Anyhow, I'm back in CLE for a bit — but I'm heading right back to Akron for the weekend because it's my grandpa's and my cousin's birthdays. So, I still feel kind of unsettled and at loose ends and otherwise not in the swing of things. Especially because I can't find my digital camera, and I need to transfer over the photos I took on Stone Mountain to show my grandpa. Grrr!
On the plus side, I do have an evening at the Loco Leprechaun Irish Cantina to look forward to. Cathy spotted it a while back as she was cruising around, and it sounded so crazy that we had to Google it this afternoon. Here's the inside dope, according to the PD:
Wearin' o' the sombrero . . .
Here's an ethnic food fusion you won't find every day: Irish-Mexican. At the new Loco Leprechaun in Westlake, you'll find corned-beef tacos, corned-beef-and-cabbage burritos and Guinness barbecue burgers grilling next to guacamole burgers.
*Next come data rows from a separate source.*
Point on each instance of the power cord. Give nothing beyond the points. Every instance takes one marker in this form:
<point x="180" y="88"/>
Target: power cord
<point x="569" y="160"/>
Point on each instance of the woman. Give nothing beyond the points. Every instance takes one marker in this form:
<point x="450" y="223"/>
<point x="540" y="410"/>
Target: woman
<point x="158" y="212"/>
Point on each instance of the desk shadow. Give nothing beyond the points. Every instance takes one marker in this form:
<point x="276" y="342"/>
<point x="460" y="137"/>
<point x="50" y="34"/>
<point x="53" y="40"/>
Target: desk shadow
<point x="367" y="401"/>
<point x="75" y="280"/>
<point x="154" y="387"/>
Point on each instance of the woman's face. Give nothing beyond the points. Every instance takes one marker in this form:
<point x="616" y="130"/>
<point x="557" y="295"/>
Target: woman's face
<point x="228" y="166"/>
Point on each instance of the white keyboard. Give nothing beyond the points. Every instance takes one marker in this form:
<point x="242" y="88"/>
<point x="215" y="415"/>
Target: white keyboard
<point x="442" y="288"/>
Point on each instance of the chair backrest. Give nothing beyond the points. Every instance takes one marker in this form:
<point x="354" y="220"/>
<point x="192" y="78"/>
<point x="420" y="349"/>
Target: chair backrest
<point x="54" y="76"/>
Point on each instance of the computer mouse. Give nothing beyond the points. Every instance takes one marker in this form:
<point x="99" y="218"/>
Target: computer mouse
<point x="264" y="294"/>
Owners Michael Ollick and his girlfriend/business partner, Rose Wolfgram, are both half-Irish and love Mexican food, thus the genesis. They ran coffee and snack kiosks at local hospitals and medical centers for 12 years before opening the restaurant last month in the former site of a Japanese restaurant, Daishin.
Loco Leprechaun chef Mark Murray worked at the old Fagan's in the Flats years ago, where it was common to crank out 1,500 corned beef sandwiches on St. Patrick's Day. Although it's neither Irish nor Mexican, Murray offers the "Sloppy Grandma," a chicken paprikash sandwich on a hoagie in honor of his late Hungarian grandmother. Melting pot indeed.
Oy to the vey. Corned beef tacos? Can't be any squickier than fish tacos, I guess. And the Sloppy Grandma? Dirty! Anyhow, suffice it to say that we're intrigued. Especially after we found this:
More loco is right. Ick.
DRINK: Irish-Mexican Car Bomb
— 24545 Center Ridge Road Westlake, 440-250-5626
The new Loco Leprechaun restaurant/bar is equal parts Irish and Mexican. In keeping, co-owner Michael Ollick, who is half Irish and loves Mexican food, has concocted a twist on the popular Irish Car Bomb. The traditional bomb is a shot of Jameson's, topped with Baileys Irish Cream, dropped gently into a pint of Guinness. Ollick adds a tad more loco: a half-and-half shot of Baileys and Jose Cuervo tequila, dropped gently into the glass of Guinness.